Несколько утешенная этим обещанием, Ребекка продолжила излагать перечень снов.
— После этого мне приснился Монфор. Потом был сон с вихрем, — перечисляла она. — И с еще одним камнем.
— Вот с этим! — объявил Гален, демонстрируя остальным свою находку.
— Я пыталась убедить Монфора в том, что ему противостоят колдуны, — сообщила Ребекка, только сейчас поняв, насколько пророческим оказался этот сон. — Но он не захотел меня слушать.
— Мы уж постараемся, чтобы теперь он тебя выслушал. Да и послушался! — воскликнула Эмер.
— Но как? — удивился Гален. — Каким образом можно убедить его, если он не хочет в это верить?
— Безнадежное дело, — вздохнула Ребекка. — Все это кажется ему высосанным из пальца. А когда он прозреет, будет уже слишком поздно.

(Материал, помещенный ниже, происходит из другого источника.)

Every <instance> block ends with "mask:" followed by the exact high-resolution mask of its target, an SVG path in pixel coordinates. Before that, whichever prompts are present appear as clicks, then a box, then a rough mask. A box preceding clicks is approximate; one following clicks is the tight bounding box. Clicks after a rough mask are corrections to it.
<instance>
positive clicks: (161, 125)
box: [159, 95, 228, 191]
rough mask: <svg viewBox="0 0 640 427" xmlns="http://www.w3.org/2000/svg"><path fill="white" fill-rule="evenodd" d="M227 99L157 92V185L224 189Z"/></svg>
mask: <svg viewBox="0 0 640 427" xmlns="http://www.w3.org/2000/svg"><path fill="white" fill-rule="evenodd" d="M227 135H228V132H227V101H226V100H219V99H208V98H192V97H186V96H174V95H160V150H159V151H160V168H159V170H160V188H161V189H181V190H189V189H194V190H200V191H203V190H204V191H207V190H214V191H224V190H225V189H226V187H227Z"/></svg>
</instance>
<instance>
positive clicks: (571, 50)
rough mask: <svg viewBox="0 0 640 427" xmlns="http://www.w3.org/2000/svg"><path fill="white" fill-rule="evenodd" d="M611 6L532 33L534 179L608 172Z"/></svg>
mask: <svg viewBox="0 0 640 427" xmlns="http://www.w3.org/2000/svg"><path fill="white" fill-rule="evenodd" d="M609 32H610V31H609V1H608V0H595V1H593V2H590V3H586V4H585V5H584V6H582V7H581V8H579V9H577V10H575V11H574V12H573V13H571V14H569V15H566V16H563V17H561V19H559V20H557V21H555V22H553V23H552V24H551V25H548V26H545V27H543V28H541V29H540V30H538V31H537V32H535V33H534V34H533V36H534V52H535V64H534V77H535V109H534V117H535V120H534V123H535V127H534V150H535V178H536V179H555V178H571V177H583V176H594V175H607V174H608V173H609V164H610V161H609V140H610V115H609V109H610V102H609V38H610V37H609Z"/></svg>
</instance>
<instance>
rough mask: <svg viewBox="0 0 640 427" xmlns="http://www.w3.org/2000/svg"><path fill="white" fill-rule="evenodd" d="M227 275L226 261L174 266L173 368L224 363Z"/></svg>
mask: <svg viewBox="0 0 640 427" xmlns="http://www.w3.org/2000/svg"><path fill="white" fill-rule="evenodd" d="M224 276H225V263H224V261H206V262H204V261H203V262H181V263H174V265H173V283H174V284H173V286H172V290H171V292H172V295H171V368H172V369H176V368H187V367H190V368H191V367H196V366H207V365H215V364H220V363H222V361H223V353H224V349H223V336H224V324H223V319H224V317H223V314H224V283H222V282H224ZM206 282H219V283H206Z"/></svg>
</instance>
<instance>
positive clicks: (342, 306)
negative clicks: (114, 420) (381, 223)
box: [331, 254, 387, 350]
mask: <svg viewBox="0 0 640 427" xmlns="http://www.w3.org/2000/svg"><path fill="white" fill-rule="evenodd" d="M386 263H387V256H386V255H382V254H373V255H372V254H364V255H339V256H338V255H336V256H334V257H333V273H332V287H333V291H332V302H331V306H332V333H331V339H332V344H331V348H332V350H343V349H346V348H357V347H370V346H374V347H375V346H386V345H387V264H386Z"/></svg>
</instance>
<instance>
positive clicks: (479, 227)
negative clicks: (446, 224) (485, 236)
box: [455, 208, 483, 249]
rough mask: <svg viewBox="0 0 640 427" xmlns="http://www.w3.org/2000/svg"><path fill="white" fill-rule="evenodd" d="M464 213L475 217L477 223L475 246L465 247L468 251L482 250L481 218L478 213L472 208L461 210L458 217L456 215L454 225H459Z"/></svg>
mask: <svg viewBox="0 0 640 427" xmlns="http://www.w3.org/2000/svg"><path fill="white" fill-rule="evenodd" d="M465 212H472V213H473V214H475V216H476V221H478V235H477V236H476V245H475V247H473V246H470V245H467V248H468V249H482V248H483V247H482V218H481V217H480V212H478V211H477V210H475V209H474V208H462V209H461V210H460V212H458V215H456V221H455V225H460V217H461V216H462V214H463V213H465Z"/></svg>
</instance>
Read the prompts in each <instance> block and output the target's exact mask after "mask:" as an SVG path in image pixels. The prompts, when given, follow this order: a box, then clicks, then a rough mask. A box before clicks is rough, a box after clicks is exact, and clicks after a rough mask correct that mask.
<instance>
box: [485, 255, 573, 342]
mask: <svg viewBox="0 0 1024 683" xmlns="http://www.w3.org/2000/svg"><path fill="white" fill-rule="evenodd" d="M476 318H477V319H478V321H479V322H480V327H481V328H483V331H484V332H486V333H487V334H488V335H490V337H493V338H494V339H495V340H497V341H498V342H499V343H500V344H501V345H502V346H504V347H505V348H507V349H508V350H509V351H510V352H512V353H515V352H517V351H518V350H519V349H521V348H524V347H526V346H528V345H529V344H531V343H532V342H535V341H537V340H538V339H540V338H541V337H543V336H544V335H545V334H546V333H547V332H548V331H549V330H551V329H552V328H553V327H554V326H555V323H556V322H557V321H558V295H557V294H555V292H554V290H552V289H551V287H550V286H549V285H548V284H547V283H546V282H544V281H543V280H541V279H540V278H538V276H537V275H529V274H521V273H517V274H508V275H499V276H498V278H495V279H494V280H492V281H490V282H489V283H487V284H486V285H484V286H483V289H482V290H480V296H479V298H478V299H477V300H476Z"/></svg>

— Но попытаться все равно стоит, — возразила Эмер. Она собиралась добавить что-то еще, но тут ее перебил Кедар:
— Еще к-какие-нибудь сны?
— Только те, что мне снятся с тех пор, как я поселилась в фургоне, — ответила Ребекка. — Последний набор букв — тот самый, который Гален видел в Риано, — и несуществующий сын Монфора. И все закончилось колокольным звоном — и душа у меня уходит в пятки, стоит мне только вспомнить об этом.
— А вдруг это тот колокол, который Дрейн, как ему показалось, видел под солью? — не то спросил, не то предположил Гален.
Ребекка пожала плечами.
— Может, и так, — хмыкнула она. — Откуда мне знать? А потом был сон, привлекший сюда Кедара. А потом тот, который заставил нас всех собраться здесь.
И на этом она закончила свой перечень.
— Вот мы и приехали! — драматически воскликнула Эмер. — Совершенно ясно, что у нас есть все, что нужно, чтобы убедить Монфора.
— Что же? — растерянно спросила Ребекка.
Единственная из всех она не сообразила заранее, каким окажется ответ Эмер.
Та помахала в воздухе листком бумаги, на котором были записаны пять наборов букв.
— Это же так просто! — фыркнула она. — Осталось только разгадать!
Глава 65
— Просто? — Ребекка посмотрела на подругу так, словно та внезапно сошла с ума. — Ну разумеется! Настолько просто, что это никому не удалось на протяжении стольких столетий!
— Так ни у кого раньше не было всех этих наборов сразу, — резонно возразила Эмер.
— А с чего ты взяла, что у нас теперь все? Их может быть куда больше! Может, еще многие сотни!